My problem with satellite radio is that the content is nation-wide. This is good for some things like 24 hour butt-rock. Bad for most of the stuff I listen to on the radio. They don't carry an area specific NPR. They don't carry cool local college stations.

Plus, its 10 bucks a month - 120 a year. I said goddamn!

-Biff

content

catfeeder
on
March 8, 2004 - 10:20pm

The content is good. I can see your concern over no local NPR, but for me, that's not really an issue. The fact that they have BBC and other news outlets that I can consider as reliable is OK for me. As far as college music goes, they have a stream called "Left of Center" which is probably where Lisa would end up keeping the dial 24/7. They do have DJ's though, so you don't have that "totally automated" feel to the station.

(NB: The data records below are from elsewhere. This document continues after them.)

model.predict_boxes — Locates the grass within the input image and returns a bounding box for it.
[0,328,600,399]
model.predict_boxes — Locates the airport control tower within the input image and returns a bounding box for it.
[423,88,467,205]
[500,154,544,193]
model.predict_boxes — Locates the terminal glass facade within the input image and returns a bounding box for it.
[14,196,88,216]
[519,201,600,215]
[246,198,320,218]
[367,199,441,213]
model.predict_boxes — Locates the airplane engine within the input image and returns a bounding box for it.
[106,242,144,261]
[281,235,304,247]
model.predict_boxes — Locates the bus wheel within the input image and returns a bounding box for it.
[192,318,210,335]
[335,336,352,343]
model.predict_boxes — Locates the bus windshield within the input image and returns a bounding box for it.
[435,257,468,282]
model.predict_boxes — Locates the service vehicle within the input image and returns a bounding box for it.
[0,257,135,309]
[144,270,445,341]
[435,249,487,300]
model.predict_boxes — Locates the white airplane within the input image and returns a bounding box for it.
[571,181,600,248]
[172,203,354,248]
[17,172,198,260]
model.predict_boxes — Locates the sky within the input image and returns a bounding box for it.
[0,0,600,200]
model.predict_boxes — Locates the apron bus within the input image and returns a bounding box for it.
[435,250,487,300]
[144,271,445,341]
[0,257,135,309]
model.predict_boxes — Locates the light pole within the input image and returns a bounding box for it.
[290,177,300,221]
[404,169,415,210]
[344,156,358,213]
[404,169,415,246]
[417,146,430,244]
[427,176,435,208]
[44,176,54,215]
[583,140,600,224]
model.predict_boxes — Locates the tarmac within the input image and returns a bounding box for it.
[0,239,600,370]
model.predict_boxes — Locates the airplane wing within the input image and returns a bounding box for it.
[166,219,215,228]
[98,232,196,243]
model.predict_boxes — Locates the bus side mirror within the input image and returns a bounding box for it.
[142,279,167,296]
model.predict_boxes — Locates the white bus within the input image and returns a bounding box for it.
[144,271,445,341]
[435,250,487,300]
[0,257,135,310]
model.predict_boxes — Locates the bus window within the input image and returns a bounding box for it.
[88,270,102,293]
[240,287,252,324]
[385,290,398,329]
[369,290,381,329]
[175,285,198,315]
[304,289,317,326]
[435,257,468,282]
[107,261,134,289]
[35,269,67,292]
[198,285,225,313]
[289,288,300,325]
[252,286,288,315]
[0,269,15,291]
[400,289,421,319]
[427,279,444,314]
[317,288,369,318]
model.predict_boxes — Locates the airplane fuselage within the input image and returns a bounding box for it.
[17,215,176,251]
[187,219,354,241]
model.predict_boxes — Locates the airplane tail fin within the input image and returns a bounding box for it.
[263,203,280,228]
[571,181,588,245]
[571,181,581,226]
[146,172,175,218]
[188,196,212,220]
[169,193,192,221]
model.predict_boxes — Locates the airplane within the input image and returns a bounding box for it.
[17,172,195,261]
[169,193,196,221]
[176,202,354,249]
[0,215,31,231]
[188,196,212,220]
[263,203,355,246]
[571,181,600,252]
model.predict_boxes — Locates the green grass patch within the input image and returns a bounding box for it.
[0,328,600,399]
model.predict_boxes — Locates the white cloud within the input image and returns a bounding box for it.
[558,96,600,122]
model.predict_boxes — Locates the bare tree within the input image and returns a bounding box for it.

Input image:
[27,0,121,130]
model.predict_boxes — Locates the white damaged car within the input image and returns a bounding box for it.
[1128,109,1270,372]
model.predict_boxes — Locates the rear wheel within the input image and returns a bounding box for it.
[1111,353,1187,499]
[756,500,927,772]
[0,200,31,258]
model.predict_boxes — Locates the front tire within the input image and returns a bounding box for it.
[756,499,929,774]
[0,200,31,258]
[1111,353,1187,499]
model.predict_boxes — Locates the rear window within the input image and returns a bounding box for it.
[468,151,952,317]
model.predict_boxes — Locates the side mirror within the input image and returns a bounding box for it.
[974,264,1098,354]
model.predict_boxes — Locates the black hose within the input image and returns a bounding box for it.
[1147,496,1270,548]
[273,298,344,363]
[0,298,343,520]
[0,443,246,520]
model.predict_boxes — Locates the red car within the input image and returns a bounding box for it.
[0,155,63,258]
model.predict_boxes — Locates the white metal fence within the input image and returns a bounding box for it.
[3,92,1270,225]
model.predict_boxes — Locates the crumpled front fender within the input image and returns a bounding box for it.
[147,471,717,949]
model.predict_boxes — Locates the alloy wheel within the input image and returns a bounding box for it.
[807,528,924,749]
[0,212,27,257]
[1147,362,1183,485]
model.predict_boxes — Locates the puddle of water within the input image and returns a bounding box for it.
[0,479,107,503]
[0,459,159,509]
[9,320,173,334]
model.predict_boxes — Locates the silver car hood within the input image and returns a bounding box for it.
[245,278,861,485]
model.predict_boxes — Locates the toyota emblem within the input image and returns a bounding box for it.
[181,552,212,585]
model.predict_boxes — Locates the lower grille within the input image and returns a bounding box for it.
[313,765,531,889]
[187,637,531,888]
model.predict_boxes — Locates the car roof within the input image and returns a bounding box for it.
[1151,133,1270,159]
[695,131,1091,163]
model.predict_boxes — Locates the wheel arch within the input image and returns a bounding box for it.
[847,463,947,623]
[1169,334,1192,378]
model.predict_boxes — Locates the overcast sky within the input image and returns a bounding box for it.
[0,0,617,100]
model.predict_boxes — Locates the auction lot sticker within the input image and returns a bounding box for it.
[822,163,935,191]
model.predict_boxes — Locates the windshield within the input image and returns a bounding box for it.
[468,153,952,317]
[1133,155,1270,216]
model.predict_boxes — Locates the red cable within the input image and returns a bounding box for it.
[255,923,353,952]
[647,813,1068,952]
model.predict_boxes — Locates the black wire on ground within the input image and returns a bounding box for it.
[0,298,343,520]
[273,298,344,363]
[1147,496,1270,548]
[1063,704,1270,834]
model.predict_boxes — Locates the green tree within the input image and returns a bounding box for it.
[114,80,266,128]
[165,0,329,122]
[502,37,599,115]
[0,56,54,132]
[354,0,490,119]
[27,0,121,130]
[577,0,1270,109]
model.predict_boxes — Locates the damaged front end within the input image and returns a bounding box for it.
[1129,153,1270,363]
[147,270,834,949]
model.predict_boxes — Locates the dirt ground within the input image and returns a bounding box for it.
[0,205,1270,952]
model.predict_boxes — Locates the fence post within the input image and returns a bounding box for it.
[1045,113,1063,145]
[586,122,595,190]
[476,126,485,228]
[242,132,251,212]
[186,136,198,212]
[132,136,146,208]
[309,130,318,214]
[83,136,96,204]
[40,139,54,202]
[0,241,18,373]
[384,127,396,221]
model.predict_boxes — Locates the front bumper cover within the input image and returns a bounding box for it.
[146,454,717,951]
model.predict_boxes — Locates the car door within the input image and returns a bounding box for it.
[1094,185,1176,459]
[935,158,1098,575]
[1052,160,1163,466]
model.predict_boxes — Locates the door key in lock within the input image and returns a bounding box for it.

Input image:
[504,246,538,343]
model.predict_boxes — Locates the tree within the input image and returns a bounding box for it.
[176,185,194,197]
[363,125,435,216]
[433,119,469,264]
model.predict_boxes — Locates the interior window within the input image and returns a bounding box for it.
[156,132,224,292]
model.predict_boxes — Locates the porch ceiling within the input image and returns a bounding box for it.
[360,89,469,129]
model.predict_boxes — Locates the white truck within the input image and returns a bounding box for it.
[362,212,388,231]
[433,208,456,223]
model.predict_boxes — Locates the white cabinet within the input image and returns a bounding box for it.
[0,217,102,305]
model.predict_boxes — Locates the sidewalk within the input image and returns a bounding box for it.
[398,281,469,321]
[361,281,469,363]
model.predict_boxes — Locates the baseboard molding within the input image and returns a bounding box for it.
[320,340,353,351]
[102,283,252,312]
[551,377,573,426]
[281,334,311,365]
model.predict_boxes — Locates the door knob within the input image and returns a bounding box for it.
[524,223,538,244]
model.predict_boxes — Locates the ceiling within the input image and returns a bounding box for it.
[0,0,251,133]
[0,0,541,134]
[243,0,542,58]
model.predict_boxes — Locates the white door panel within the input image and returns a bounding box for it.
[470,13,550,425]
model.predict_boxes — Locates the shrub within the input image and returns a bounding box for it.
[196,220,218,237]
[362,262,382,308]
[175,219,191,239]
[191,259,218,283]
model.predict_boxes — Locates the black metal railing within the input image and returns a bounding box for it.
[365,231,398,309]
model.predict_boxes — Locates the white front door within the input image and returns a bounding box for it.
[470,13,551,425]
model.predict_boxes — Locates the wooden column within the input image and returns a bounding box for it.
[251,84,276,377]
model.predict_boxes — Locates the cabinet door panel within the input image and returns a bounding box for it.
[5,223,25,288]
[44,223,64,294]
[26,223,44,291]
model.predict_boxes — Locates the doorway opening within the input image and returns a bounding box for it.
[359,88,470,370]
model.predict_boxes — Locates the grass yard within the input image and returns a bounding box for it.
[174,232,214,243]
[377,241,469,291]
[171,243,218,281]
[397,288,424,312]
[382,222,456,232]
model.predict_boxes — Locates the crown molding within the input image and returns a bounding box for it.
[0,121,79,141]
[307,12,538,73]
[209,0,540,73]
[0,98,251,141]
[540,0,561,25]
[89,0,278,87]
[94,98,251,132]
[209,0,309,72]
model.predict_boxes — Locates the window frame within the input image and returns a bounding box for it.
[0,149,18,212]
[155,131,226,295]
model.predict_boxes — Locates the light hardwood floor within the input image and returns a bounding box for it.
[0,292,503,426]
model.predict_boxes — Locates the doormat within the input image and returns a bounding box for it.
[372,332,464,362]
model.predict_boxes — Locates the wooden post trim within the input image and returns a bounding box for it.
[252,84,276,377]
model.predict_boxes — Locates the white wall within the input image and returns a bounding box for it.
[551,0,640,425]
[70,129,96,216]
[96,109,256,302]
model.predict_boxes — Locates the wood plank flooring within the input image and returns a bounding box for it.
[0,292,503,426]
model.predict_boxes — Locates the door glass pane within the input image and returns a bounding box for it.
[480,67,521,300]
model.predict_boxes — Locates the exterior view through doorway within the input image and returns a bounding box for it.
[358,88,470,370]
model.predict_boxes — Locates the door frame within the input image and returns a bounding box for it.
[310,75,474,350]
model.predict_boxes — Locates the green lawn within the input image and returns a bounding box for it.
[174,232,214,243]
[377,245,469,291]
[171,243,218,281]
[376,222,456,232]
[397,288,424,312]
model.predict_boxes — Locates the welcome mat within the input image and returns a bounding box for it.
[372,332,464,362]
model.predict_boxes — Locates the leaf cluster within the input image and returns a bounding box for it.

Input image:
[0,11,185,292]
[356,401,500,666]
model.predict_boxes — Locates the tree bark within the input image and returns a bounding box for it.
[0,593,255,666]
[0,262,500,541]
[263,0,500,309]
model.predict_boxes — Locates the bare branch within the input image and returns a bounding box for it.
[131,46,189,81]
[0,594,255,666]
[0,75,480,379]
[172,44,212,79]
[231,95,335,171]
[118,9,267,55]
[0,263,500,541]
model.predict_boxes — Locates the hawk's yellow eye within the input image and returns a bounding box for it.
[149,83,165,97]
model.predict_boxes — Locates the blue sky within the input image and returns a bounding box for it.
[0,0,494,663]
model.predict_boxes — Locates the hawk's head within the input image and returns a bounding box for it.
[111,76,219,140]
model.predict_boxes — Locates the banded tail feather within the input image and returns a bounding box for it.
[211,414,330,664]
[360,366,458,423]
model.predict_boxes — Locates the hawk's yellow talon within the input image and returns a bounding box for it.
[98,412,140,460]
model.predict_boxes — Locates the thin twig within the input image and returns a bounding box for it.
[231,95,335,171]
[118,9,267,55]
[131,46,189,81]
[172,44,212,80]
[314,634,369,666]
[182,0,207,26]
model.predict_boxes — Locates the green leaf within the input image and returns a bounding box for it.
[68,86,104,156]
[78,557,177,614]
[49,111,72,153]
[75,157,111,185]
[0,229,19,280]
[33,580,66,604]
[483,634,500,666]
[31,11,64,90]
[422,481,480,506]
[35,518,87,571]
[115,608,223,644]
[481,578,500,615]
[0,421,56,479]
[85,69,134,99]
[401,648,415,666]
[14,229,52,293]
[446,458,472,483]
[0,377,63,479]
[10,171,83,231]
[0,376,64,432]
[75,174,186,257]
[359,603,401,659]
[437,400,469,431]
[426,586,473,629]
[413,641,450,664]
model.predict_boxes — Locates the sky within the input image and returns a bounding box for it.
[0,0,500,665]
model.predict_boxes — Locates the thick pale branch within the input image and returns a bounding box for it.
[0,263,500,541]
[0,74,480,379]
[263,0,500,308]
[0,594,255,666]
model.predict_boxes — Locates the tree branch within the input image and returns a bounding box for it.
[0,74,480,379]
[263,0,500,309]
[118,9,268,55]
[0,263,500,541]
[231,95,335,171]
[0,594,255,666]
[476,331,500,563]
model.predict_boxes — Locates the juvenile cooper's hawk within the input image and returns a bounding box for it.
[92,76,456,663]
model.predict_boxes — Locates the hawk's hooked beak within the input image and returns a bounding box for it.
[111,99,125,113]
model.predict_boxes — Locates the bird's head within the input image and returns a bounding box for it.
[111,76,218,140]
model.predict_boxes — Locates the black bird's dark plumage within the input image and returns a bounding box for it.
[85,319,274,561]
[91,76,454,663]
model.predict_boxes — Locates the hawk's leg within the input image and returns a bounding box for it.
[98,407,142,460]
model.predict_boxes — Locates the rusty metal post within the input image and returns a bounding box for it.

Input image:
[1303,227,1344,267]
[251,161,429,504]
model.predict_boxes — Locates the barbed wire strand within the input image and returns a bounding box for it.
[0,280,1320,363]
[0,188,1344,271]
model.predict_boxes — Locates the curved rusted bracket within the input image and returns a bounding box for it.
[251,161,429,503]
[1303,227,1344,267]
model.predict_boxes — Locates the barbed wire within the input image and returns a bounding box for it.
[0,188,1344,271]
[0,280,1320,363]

I would agree with your comment on "no local stations." In XM's case, I feel that carrying streams of real stations was a bad idea because the stations they carried were shitty corporate radio type stations that also fed you ads; not a good deal for your $9.95. What I'd like to see is Sirius carry some notable college or other non-commercial stations. I feel that it would really benefit KEXP and Sirius both if they'd pick up KEXP as a stream.

KEXP

Bordone
on
March 9, 2004 - 9:48am

Sounds like an email drive in the making.

-Les

-Do you ever walk alone like a drifter in the dark?

I'm down

catfeeder
on
March 9, 2004 - 10:16am

You and Lisa should campaign KEXP to try to get a Sirius stream instead of leasing time on more radio stations.....I'm writing an email to Sirius presently telling them what I like and don't like in the programming.....

KEXP

Anonymous
on
March 9, 2004 - 12:36pm

I emailed John-in-the-Morning (also programming manager at KEXP) re: KEXP on Sirius. In particular, to find out who we should bug about making it happen. Check my blog for more info when I hear back from him.

I saw that!

catfeeder
on
March 9, 2004 - 4:55pm

That's awesome. The fact that KEXP actually cares is pretty cool.